The Canberra Hospital Expansion by BVN, known as the Critical Services Building, represents a significant transformation of one of Australia’s largest modernist hospital campuses. Designed as a nine-level, 44,000-square-metre addition, the project translates an exceptionally complex clinical brief into a legible, welcoming and human-centred place of care through carefully composed architecture and generous public spaces.
Rather than functioning as a simple extension, the building fundamentally reorganises the hospital campus. It reconnects old and new structures, improves campus legibility and re-centres the arrival experience, creating a clear focal point for patients, staff and visitors. The expansion modernises and vertically integrates critical services, including the emergency department, operating theatres, intensive care units and a helipad, while adding 180 new hospital beds—an increase of approximately 30 percent in overall capacity.
The project emerged from an Early Contractor Involvement (ECI) tender process following a reference design by Silver Thomas Hanley. Multiplex Constructions and BVN proposed both a compliant and an innovative scheme, with the latter selected by the client. This innovation involved relocating the main hospital entry to align with the new building, recognising the extension as the campus’s new centre of gravity. A link structure across Hospital Road was transformed into a new primary entrance, complete with a welcome hall and lounge, while the former entry was repurposed as a bus drop-off.
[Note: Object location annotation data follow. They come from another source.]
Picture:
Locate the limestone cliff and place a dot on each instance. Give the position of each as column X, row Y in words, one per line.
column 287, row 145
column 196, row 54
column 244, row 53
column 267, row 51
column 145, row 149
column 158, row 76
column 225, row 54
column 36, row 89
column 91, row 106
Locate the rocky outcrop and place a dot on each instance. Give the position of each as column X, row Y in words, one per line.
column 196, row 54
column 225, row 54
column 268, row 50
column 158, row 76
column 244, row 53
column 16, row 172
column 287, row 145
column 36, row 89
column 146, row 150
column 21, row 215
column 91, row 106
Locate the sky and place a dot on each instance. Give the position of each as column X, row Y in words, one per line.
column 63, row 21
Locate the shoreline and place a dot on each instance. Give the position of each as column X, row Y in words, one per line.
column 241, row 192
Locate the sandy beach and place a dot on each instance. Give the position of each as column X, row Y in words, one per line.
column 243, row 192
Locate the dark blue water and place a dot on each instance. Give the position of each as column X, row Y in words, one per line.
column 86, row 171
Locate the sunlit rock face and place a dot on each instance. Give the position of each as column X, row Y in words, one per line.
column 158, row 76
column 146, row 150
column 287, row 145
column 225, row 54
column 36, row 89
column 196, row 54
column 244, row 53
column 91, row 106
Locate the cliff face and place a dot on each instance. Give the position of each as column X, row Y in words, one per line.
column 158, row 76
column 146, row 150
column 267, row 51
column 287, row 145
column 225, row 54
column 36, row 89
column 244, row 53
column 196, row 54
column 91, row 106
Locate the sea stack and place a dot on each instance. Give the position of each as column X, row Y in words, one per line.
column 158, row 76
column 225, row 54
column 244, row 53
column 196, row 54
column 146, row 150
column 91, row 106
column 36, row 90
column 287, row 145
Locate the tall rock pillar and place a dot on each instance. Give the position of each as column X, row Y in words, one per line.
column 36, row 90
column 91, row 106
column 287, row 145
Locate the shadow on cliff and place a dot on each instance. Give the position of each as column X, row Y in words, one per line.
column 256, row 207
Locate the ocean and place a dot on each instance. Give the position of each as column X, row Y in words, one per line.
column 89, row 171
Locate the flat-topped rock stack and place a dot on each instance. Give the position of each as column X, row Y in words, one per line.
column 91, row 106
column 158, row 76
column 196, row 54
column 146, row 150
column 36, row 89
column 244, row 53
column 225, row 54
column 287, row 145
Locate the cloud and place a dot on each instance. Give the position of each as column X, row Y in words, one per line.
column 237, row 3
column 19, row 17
Unlike conventional hospital entrances focused on circulation and retail, the new welcome hall offers a genuine civic space where visitors can pause, orient themselves and feel at ease. Conceived as an indoor-outdoor public room, the hall is a glazed volume wrapped in a suspended shroud formed by a 24,073-disc artwork by Indigenous artist Lynnice Church. The artwork provides shading while maintaining visual and spatial connection to the surrounding landscape.
Material continuity between exterior and interior spaces reinforces a coherent architectural language. Robust facade materials extend indoors, complemented by warm curvilinear timber elements that soften the institutional character. Public amenities such as the café and seating areas function as authentic social spaces and are actively used, setting the project apart from typical hospital environments.
Sustainability is a defining feature of the expansion. The Critical Services Building is Australia’s first all-electric hospital, achieving a 5-star Green Star rating and operating entirely on renewable energy. Extensive community engagement—totalling more than 1,200 consultation hours—played a critical role in shaping a facility that responds to both clinical needs and community expectations.
Recognised with four AIA (ACT Chapter) Awards, the Canberra Hospital Expansion by BVN stands as a benchmark for how large-scale healthcare infrastructure can be humanised through design, sustainability and meaningful public space.